For AMA to close doors to such farmers would be misdemeanour analogous to profanity in a great temple.
The cotton industry is currently recovering from years of poor performance due to an assortment of reasons and the least stakeholders can do is be lenient a bit with the farmers.
They are still recovering from the multiple shocks they suffered in recent seasons that saw some abandoning the crop for tobacco, maize and sesame.
This season’s payment method is surely going to instil confidence in the distraught farmers and lay the foundation for the rejuvenation of the sector this coming season.
One thing it is taking care of is farmers’ welfare with some of the merchants reportedly offering farmers 32 US cents without splitting it into US dollars and ZiG components in line with Government’s directive.
It is also refreshing to note that some merchants are also already paying grade-based price differentials in a development that flies in the face of what has been happening in previous seasons where that payment would come after a very long wait or might not even come at all.

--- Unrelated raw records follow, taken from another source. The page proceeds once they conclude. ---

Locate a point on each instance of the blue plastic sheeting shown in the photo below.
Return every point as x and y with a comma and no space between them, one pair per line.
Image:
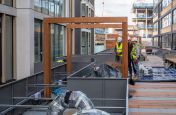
59,91
160,74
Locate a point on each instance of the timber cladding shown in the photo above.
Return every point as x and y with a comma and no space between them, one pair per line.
82,22
166,9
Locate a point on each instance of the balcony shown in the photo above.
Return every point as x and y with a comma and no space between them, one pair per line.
143,5
144,27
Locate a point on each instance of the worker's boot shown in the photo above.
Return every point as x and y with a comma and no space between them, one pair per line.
135,77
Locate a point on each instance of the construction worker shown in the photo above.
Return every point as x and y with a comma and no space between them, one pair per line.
118,50
130,61
135,57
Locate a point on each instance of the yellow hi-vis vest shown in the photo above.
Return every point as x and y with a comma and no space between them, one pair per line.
119,48
134,53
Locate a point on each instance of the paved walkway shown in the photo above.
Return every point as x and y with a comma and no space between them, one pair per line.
153,61
153,99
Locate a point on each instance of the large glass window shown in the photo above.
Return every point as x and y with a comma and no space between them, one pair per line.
166,3
57,36
38,40
45,6
83,11
167,21
8,2
51,7
155,41
9,47
174,42
38,5
174,17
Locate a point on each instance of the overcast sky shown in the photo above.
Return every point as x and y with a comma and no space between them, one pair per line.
114,8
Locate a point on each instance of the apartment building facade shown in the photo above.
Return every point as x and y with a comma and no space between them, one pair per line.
21,35
164,34
142,18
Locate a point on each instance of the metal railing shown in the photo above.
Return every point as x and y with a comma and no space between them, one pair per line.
143,5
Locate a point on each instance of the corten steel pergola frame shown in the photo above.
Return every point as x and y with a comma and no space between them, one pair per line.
81,22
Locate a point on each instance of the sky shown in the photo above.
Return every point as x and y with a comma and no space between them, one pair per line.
114,8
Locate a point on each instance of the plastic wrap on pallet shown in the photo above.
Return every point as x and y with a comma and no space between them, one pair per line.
91,112
73,99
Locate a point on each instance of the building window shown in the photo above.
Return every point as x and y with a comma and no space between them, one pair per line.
155,12
166,41
166,21
38,40
45,6
57,44
51,7
83,11
174,17
165,3
38,5
9,47
174,42
155,41
155,28
8,2
0,48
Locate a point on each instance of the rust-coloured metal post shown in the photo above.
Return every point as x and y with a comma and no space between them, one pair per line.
125,50
47,58
69,50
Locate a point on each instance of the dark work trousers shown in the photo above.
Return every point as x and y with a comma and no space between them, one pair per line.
131,68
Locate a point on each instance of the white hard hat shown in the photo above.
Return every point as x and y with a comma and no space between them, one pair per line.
119,39
134,39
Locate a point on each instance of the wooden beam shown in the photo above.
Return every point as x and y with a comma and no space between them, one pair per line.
125,50
112,35
88,20
69,50
47,58
94,26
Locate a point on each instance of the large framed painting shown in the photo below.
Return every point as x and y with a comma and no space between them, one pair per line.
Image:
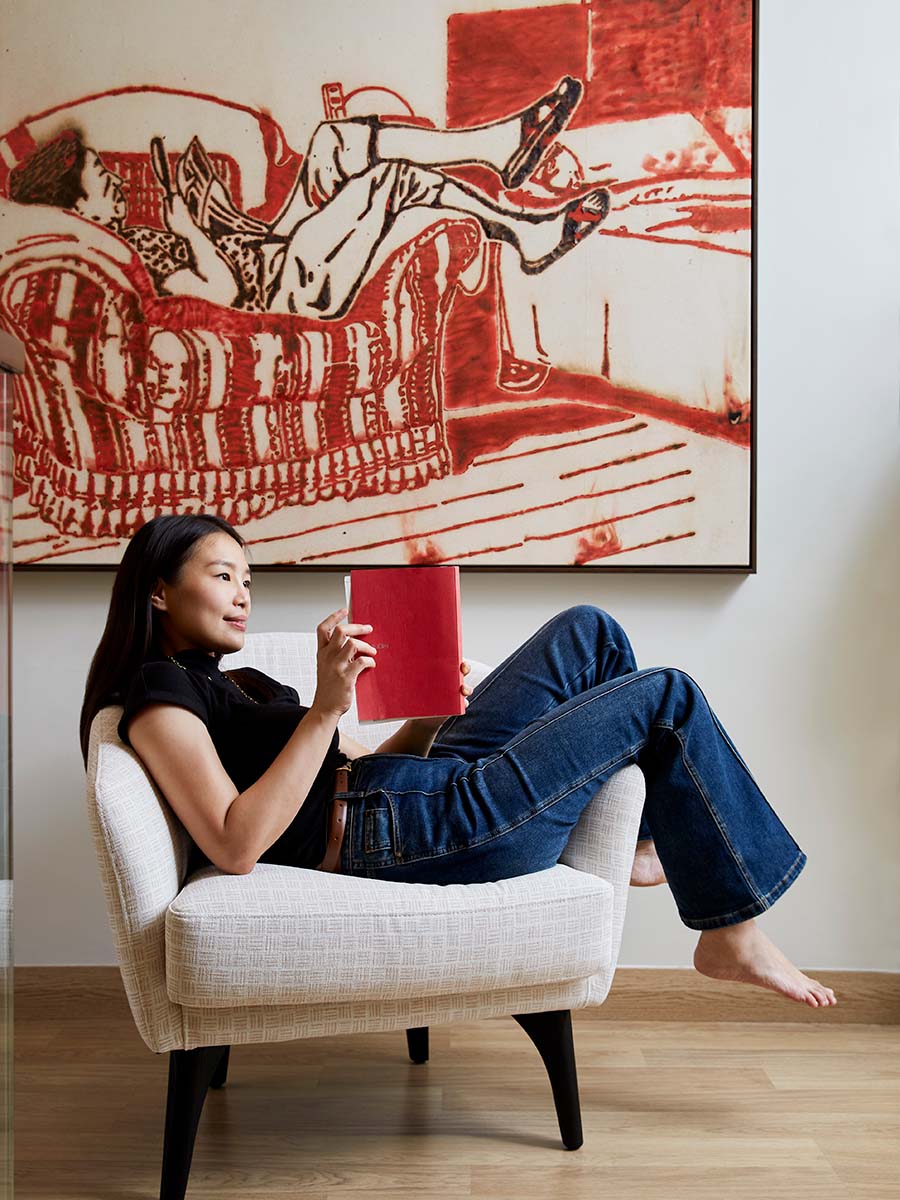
480,293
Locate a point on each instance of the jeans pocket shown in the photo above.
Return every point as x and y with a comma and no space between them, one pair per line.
378,834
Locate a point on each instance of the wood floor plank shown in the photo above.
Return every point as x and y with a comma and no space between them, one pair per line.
672,1110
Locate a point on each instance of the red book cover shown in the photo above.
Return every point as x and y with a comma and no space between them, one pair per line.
418,631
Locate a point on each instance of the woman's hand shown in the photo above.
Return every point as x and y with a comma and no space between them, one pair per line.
178,217
341,658
465,669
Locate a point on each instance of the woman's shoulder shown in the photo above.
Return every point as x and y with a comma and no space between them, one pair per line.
166,682
265,687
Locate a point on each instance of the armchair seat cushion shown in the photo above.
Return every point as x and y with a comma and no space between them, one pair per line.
283,935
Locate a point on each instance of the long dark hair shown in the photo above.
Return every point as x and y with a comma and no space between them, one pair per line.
157,551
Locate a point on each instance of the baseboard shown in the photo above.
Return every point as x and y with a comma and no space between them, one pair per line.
663,994
637,994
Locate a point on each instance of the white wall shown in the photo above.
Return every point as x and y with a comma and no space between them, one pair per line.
801,661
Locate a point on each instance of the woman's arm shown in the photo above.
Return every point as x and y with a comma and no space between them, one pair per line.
214,279
234,828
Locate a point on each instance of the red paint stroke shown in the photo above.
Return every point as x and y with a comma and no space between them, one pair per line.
501,516
490,491
472,361
603,541
717,131
708,219
664,196
675,241
661,187
564,445
591,389
660,541
423,553
621,462
627,516
637,59
346,521
471,436
71,550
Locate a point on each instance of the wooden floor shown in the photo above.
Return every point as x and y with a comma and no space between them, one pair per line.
672,1110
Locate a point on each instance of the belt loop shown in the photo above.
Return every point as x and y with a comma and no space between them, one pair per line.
337,825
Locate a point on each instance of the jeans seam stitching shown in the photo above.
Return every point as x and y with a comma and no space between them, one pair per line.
711,808
763,903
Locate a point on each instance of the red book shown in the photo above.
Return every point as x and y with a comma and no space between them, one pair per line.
418,631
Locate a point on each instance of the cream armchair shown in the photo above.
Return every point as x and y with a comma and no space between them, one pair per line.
215,960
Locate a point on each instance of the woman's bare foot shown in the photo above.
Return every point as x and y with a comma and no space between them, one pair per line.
743,953
647,870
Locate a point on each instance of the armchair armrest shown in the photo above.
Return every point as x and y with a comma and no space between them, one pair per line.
143,853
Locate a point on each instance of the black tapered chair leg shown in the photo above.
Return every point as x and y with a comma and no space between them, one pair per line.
552,1035
220,1074
190,1075
418,1043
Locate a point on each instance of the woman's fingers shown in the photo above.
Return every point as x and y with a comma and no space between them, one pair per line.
325,628
354,646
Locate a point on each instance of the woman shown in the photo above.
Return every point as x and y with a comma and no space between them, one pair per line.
251,773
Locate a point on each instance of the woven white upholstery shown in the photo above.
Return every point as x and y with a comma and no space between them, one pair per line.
285,953
349,939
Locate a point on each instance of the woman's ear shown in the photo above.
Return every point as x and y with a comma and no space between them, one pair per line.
157,597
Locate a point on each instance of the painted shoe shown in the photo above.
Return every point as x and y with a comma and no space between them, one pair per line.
582,216
517,375
539,132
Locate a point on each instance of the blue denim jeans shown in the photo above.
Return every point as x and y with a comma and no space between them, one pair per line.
505,783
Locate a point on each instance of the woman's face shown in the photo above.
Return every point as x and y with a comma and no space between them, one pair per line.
208,606
103,201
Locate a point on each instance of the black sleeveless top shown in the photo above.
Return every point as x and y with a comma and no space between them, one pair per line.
249,731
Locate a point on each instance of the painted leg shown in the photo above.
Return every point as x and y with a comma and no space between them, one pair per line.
552,1035
540,238
190,1075
513,147
418,1043
330,252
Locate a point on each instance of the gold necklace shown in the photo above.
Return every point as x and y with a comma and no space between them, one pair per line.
225,676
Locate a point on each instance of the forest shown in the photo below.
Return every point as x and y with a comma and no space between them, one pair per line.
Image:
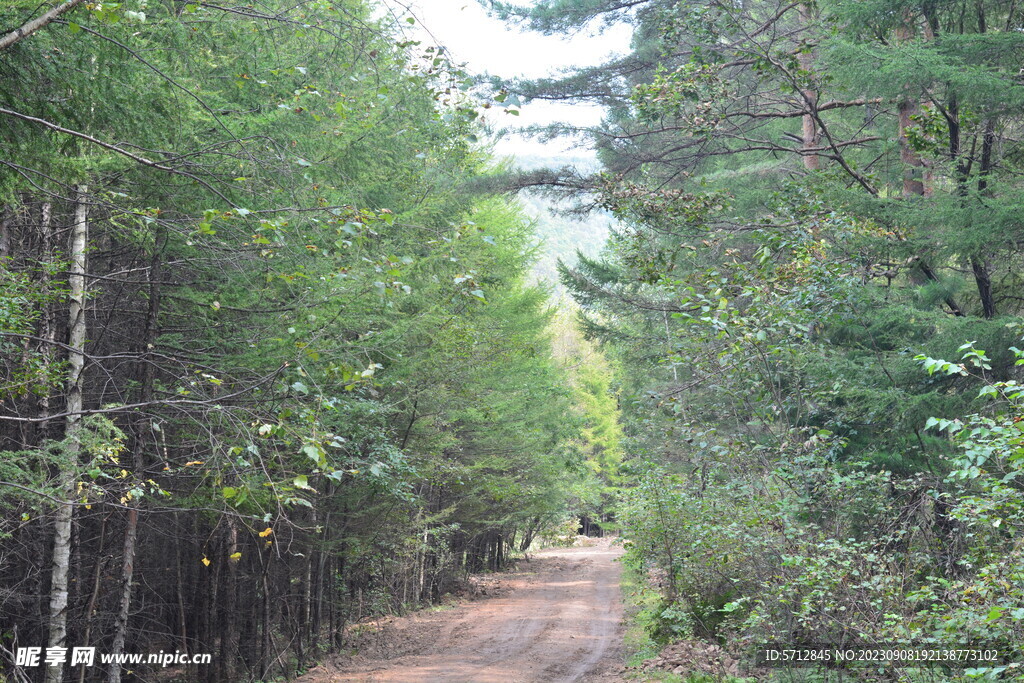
811,299
273,359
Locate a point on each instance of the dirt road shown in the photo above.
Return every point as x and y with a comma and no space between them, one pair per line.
558,617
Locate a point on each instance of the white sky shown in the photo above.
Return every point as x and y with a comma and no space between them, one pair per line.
486,44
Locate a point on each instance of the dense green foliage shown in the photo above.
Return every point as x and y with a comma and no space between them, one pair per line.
317,384
816,201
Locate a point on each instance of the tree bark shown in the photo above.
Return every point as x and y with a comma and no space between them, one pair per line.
64,517
810,133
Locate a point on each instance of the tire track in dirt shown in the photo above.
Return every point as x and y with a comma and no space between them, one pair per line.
558,620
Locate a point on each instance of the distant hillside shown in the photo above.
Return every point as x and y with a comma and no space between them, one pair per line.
561,236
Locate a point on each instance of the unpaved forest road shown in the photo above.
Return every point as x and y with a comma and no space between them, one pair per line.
557,617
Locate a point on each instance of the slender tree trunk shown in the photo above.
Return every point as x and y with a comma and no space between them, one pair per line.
64,516
229,644
979,265
124,605
94,598
810,133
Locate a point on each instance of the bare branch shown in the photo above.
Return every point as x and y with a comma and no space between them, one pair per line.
35,25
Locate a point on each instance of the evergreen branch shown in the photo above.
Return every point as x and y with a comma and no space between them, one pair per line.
113,147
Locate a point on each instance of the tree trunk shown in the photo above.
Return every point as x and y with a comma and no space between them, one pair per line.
64,516
810,133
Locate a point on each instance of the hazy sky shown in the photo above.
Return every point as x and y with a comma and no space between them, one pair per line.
486,44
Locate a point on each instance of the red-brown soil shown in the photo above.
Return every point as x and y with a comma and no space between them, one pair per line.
555,619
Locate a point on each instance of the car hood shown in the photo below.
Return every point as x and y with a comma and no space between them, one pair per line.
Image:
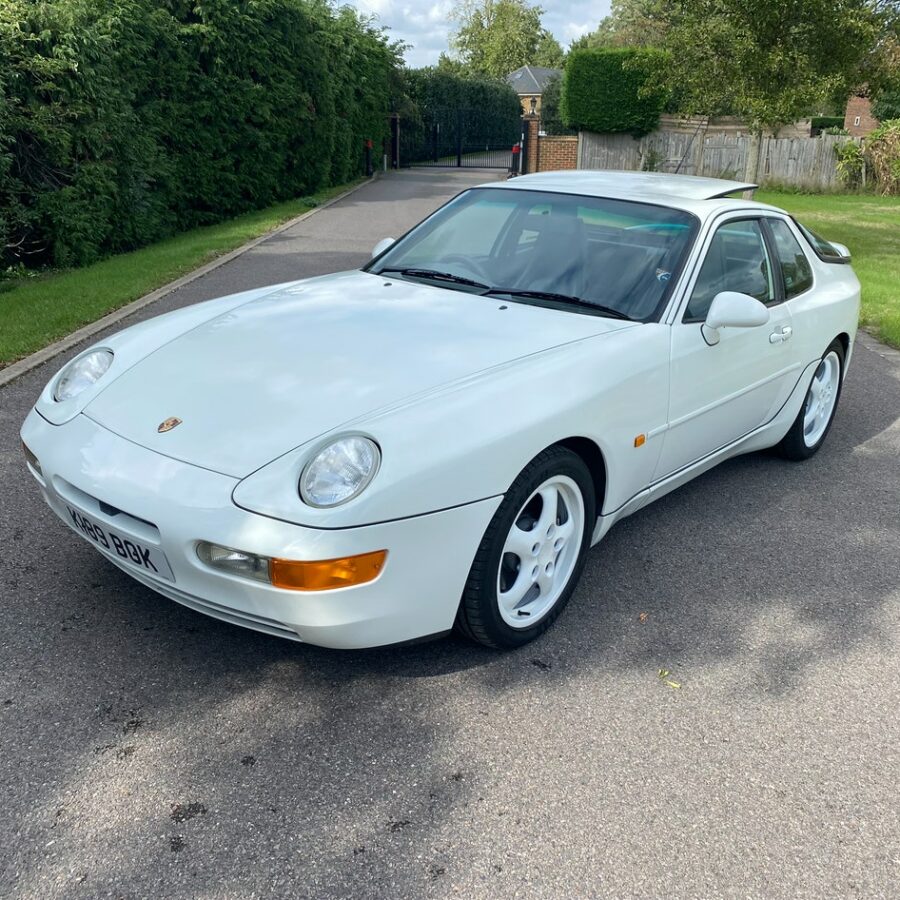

Essentially, the decision by some merchants to pay the wholesome amount in foreign currency is the huge morale booster cotton farmers have so direly been waiting for and gives them a head start to next season’s preparations.
They need to buy inputs, pay for labour services rendered last season and retain cordial relations with the people they always engage at peak periods of the production activities to relieve them of pressure.
AMA’s decision to monitor goings-on during the marketing season from the first day to the end is quite noble given the hypocritical nature of some merchants who in recent years have fleeced farmers of potential revenue and even colluded among themselves to erect price ceilings that would not be broken during the entire season.
This has always left farmers licking bruised egos when their huge expectations would just crumble under their watch even if their crop should have fetched higher prices, thanks to their good quality.
It seems merchants have not been paying much attention to matching quality with prices, as they seemed to be just fixing prices from out of the blues.
Now that AMA has demonstrated that they can stamp their authority, something they do not seem to have been doing all the years, it is prudent that they pick from where they would have left this marketing season by giving contractors deadlines to deliver inputs to farmers so that they plant in time.
AMA teams must be on the ground to ensure that inputs are getting to the intended beneficiaries and that nothing is being moved from the input collection points undocumented.
It is also refreshing to note that this season’s payment method may easily be that turning point the cotton industry has been looking for to see new entrants coming on board to produce the white gold. The plain truth is that all farmers now produce crops for both food security and business.
If the crop is not a source of food and is meant for the market, then farmers are happy with producing it well and selling it to raise an income with which they will then proceed to buy food.
These developments in the cotton industry must be upheld and even enforced to ensure there is security in producing the crop while making sure they bring better fortunes for farmers. The boot must be on the other foot for the farmers now.